Monza, 7 marzo 2018 - Omicidio colposo per il papà (con lieve concorso di colpa per la mamma) per il tragico incidente stradale in viale Fermi dove ha perso la vita il figlio neonato Liam. Lo ha deciso il sostituto procuratore monzese Alessandro Pepè, che ha chiuso le indagini sulla morte del bimbo di neanche due settimane di vita avvenuta lo scorso novembre in una carambola in cui erano rimasti feriti gravemente anche i suoi genitori.

Secondo la pubblica accusa, contestata sulla base del racconto dei testimoni del tragico incidente stradale e dalla ricostruzione della polizia locale monzese, la coppia di origine ecuadoriana residente a Baranzate di Bollate, insieme al figlioletto, viaggiava intorno alle 10 di domenica in viale Fermi in direzione Milano sulla Fiat Punto guidata dal capofamiglia ventenne quando improvvisamente la vettura, all’altezza della cuspide che divide le due diramazioni della strada, ha carambolato contro il guard rail. Il filmato di una videocamera presente nella zona dell’incidente mostra l’utilitaria che inizia a cambiare direzione, fino ad andare a schiantarsi. È stato accertato che il conducente della Fiat Punto ha fatto tutto da solo e che l’incidente stradale non è stato provocato dalla presenza di altri mezzi che potrebbero avere indotto il ventenne a sterzare improvvisamente. Dalle indagini è risultato che il neonato non era legato nell’apposito seggiolino, seppur presente nell’auto, bensì si trovava in braccio alla mamma sul sedile posteriore ed è rimasto sepolto dalle coperte dopo il tremendo schianto dell’utilitaria. Non è escluso che la mamma diciannovenne stesse allattando Liam o avesse appena finito di allattarlo, perché il neonato vomitava copiosamente quando il primo soccorritore, un uomo alla guida di un furgone bianco, lo ha trovato sotto il cumulo di coperte e l’ha sollevato togliendolo dalle lamiere contorte della vettura.
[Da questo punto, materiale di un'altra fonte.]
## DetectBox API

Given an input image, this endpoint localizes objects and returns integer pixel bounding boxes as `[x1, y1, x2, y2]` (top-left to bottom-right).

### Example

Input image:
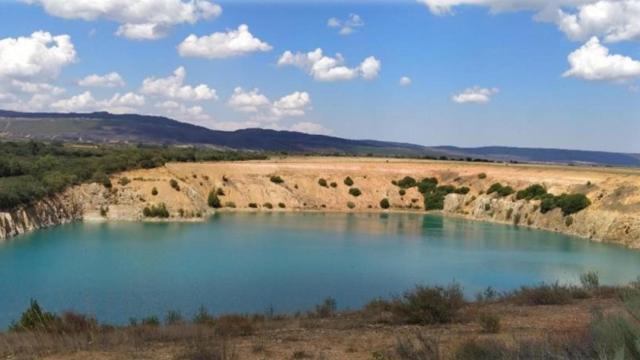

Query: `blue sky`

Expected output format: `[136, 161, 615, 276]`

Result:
[0, 0, 640, 153]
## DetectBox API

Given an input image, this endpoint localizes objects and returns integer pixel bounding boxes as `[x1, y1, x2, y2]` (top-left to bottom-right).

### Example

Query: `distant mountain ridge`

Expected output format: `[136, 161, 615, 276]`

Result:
[0, 110, 640, 167]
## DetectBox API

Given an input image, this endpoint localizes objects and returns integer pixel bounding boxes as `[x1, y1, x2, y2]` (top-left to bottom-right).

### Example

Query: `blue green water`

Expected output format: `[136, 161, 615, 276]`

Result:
[0, 213, 640, 328]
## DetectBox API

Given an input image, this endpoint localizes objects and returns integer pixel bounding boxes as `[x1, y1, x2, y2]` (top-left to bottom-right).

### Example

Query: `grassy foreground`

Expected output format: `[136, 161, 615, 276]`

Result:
[0, 273, 640, 360]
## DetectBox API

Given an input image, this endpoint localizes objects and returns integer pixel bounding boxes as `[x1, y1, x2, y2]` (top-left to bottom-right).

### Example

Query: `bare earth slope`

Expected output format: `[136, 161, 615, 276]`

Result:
[65, 157, 640, 248]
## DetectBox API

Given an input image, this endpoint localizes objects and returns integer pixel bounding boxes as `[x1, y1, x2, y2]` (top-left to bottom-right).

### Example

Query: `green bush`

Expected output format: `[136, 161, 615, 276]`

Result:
[207, 190, 222, 209]
[9, 299, 59, 331]
[169, 179, 180, 191]
[396, 176, 418, 189]
[580, 271, 600, 291]
[516, 184, 547, 200]
[142, 203, 170, 218]
[478, 312, 501, 334]
[392, 284, 465, 325]
[380, 198, 391, 209]
[540, 194, 591, 216]
[164, 310, 184, 326]
[270, 175, 284, 184]
[313, 297, 338, 319]
[487, 183, 515, 197]
[344, 176, 353, 186]
[349, 188, 362, 197]
[0, 141, 265, 210]
[118, 176, 131, 186]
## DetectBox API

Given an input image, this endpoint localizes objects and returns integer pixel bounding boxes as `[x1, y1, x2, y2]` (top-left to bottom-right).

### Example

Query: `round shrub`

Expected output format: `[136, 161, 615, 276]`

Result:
[344, 176, 353, 186]
[380, 198, 391, 209]
[349, 188, 362, 197]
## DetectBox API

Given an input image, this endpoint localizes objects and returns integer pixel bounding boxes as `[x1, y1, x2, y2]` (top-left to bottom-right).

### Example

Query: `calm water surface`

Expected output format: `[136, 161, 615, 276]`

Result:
[0, 214, 640, 328]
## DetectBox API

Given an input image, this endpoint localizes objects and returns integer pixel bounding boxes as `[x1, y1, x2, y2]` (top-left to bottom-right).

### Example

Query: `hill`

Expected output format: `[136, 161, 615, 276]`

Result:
[0, 110, 640, 166]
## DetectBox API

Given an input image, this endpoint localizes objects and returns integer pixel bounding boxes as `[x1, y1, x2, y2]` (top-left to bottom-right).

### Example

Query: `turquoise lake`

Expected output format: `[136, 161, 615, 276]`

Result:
[0, 213, 640, 328]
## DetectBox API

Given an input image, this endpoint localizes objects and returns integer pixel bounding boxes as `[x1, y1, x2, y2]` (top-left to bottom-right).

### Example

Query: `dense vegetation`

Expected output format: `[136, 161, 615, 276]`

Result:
[0, 141, 264, 210]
L’autopsia eseguita sul corpicino del piccolo Liam ha confermato che il neonato è morto per diversi traumi dovuti al violento impatto. Gli inquirenti non sono riusciti a capire dove avevano trascorso la notte il papà e la mamma, che spesso veniva accudito dalla nonna materna che abita in zona, perché i due imputati si sono avvalsi della facoltà di non rispondere all’interrogatorio davanti al magistrato. Ma resta il fatto che il capofamiglia (imputato, oltre che di omicidio colposo per la morte del figlioletto, anche di lesioni colpose per le ferite riportate dalla compagna e mamma del piccolo) aveva nel sangue la quantità limite di 50 grammi per litro di alcol ancora l’indomani mattina dello schianto. Un livello di alcol al limite della norma (il prelievo del sangue è stato eseguito dopo alcune ore dall’incidente) ma comunque eccessivo per un neopatentato sotto i 21 anni per cui la legge vieta assolutamente l’assunzione di sostanze alcoliche. Anche la mamma è imputata di concorso di colpa lieve nell’omicidio colposo perché, se avesse regolarmente legato il piccolo nell’apposito seggiolino probabilmente le conseguenze dello schianto non sarebbero state mortali. Ora, dopo i termini per la difesa, si attende la richiesta di rinvio a giudizio.